As the nation’s primary sponsor of research in the physical sciences, the DOE Office of Science has built—and maintains—a unique collection of large-scale, cutting-edge, one-of-a-kind user facilities relied upon by more than 32,000 researchers annually.
Nearly half of these users are university faculty and students. Others come from U.S. industry and many are conducting research for other key federal science agencies, such as the National Institutes of Health (NIH), the National Science Foundation (NSF),
and the Department of Defense (DOD).

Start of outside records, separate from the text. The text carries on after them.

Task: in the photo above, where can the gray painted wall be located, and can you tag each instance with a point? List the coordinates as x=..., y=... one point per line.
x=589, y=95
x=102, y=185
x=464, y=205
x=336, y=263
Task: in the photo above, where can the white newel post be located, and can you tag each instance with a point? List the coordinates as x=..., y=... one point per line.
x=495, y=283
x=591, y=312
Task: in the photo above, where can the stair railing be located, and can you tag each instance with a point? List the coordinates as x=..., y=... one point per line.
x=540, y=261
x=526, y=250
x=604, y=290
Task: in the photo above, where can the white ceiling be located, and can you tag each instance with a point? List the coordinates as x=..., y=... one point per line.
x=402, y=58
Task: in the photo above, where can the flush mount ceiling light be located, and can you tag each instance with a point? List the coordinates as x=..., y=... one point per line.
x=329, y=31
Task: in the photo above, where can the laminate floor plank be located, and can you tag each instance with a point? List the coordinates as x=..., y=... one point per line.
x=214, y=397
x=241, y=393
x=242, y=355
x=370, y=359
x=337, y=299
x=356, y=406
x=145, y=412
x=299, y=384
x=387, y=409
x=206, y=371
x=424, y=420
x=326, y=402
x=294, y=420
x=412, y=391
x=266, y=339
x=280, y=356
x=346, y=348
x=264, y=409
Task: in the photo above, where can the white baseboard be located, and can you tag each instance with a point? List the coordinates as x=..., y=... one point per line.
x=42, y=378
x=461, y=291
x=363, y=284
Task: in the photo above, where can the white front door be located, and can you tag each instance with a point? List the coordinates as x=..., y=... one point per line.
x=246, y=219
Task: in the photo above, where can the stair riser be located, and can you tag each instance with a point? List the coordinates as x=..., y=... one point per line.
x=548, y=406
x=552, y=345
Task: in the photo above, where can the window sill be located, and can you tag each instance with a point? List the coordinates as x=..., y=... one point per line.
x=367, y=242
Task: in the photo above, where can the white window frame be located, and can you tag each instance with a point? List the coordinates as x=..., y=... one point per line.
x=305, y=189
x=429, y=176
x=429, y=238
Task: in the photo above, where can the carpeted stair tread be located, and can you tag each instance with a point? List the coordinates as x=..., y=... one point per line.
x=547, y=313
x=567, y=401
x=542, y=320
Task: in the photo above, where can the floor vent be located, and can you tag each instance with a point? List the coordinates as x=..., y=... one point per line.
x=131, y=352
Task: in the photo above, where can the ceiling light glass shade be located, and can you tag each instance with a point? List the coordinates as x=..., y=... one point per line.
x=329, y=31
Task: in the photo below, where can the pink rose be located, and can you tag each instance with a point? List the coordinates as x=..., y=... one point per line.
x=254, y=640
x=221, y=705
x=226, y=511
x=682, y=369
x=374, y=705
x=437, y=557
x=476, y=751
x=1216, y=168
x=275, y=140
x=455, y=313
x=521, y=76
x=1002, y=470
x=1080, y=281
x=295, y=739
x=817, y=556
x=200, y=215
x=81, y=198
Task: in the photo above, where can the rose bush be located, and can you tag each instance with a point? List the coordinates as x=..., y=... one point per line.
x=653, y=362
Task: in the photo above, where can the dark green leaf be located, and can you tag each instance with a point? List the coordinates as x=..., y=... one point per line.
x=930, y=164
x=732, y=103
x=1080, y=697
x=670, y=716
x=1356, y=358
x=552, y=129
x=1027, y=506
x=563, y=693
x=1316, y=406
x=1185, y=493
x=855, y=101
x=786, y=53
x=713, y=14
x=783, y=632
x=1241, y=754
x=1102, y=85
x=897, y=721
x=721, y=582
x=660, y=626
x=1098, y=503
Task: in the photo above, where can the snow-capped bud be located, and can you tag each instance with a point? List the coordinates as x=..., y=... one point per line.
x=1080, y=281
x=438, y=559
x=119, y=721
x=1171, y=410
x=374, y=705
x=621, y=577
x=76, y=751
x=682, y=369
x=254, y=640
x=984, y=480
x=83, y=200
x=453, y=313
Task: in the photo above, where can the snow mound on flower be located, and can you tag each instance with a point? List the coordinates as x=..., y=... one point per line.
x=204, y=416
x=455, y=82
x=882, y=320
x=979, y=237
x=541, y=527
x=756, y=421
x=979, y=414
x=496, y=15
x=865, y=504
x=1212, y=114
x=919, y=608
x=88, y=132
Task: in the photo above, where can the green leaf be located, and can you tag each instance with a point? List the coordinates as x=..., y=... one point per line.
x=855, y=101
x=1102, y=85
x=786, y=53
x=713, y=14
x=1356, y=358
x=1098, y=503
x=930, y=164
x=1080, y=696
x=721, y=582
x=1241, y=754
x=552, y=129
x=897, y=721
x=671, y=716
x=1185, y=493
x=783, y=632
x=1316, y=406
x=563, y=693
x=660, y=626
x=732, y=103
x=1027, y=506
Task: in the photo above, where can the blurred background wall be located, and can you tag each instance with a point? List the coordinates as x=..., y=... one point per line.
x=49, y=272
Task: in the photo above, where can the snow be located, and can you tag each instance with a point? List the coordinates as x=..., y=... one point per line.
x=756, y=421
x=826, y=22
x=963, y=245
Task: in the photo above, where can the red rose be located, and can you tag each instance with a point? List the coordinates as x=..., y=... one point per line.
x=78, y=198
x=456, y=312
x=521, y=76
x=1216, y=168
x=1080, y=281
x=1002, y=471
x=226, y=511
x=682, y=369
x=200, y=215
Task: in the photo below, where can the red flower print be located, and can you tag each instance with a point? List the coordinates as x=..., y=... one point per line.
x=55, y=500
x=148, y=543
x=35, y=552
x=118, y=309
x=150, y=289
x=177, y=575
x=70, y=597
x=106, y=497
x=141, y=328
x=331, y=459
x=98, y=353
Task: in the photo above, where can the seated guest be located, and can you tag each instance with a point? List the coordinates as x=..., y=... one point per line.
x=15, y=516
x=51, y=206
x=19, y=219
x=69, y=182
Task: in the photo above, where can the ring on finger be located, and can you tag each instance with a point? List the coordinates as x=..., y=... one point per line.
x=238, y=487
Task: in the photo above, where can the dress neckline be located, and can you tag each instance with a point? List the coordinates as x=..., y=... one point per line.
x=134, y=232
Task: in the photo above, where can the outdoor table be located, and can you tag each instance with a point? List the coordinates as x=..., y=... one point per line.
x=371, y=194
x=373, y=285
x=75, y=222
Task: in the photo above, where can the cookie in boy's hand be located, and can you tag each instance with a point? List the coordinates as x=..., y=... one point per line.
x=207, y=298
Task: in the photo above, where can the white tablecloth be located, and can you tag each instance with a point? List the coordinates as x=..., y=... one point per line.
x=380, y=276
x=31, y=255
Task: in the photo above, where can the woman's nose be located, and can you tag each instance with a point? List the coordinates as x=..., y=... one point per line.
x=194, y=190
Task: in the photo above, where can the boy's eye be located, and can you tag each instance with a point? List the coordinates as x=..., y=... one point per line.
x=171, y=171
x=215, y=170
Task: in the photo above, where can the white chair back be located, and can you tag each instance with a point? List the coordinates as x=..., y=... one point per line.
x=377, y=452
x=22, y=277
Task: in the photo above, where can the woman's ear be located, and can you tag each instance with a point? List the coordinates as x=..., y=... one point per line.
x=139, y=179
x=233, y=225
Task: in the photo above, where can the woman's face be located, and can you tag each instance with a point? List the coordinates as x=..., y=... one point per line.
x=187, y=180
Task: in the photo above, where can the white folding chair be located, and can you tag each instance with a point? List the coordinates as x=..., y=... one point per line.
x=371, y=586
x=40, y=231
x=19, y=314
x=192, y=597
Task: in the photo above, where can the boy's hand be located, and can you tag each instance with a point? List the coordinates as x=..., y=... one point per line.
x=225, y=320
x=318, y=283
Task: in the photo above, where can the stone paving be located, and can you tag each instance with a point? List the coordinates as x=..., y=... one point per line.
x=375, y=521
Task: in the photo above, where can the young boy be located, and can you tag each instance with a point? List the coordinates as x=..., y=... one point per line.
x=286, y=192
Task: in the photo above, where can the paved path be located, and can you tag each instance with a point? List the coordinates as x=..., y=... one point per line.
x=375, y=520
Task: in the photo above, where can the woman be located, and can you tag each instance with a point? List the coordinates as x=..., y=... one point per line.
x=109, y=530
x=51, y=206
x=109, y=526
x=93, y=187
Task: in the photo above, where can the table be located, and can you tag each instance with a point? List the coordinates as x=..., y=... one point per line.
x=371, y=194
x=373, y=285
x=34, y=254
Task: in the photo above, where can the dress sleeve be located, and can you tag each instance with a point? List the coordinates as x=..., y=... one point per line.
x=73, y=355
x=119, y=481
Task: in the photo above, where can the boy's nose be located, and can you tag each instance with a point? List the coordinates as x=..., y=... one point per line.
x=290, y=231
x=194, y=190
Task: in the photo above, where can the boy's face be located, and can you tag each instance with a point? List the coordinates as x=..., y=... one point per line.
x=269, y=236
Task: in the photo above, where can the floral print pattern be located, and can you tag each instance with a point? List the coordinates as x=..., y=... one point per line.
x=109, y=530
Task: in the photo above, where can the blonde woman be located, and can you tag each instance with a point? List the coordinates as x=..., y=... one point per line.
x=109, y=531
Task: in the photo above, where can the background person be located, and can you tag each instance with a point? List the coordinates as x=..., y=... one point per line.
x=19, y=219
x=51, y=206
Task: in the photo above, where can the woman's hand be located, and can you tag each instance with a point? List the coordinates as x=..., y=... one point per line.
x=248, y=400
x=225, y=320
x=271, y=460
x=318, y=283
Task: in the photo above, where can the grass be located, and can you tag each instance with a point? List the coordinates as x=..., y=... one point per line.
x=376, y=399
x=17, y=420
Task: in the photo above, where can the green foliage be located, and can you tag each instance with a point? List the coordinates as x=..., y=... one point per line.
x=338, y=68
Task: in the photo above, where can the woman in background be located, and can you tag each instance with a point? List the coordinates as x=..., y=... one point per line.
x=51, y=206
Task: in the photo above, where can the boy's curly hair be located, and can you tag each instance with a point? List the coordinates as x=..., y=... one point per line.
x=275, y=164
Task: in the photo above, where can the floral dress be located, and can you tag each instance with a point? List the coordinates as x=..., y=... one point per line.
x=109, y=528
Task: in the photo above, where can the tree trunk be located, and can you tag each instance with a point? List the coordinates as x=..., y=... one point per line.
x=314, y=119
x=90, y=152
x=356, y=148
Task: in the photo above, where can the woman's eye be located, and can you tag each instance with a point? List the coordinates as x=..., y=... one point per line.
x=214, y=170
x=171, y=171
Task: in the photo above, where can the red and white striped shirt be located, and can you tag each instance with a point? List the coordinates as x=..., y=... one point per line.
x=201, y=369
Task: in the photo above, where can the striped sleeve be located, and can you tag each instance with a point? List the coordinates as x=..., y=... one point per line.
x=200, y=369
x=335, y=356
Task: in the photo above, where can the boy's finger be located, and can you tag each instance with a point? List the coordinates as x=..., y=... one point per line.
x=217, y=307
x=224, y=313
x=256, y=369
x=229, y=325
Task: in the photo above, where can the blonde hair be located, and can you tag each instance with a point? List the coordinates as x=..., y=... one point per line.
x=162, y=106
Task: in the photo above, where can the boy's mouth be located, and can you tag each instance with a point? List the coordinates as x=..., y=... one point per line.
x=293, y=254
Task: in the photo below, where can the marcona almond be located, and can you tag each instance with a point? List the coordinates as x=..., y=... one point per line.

Without these critical facilities, thousands of users would be forced to move their job-creating research activities overseas, or terminate their research altogether. 

The DOE Office of Science also supports a first-rate workforce of research scientists, engineers, and support personnel who work as teams on long-term solutions to some of the nation’s greatest challenges and who are ready to tackle pressing problems at
a moment’s notice. Moreover, it plays a unique and critical role in the education of the next generation of American scientific talent, including thousands of graduate students and postdoctoral researchers at hundreds of U.S. institutions who depend upon DOE
Office of Science support and facilities for their research and training. 

This collection of research, facilities, and scientific talent has enabled the DOE Office of Science to contribute greatly to our quality of life, our health, and our security. The DOE Office of Science has been integral to the development of several innovative
technologies, including MRI machines and PET scans, new composite materials for military hardware and motor vehicles, medical and industrial isotopes, drop-in biofuel technologies, DNA sequencing technologies, more aerodynamic and fuel efficient long-haul
trucks, electric vehicle battery technology, an artificial retina, newer and safer nuclear reactor designs, 3-D models of pathogens for vaccine development, tools to manufacture nanomaterials, and better sensors and detectors for biological, chemical, and
radioactive materials.

By prioritizing funding for DOE scientific research—thereby supporting both the human and physical capital—Congress will preserve our capacity to innovate, reduce our dependence on foreign sources of energy, enhance our competitive edge in the global economy,
improve our quality of life, ensure our national security, and create good American jobs well into the future. For these reasons, we urge you to make strong and sustained funding for the DOE Office of Science one of your highest priorities in fiscal year 2019.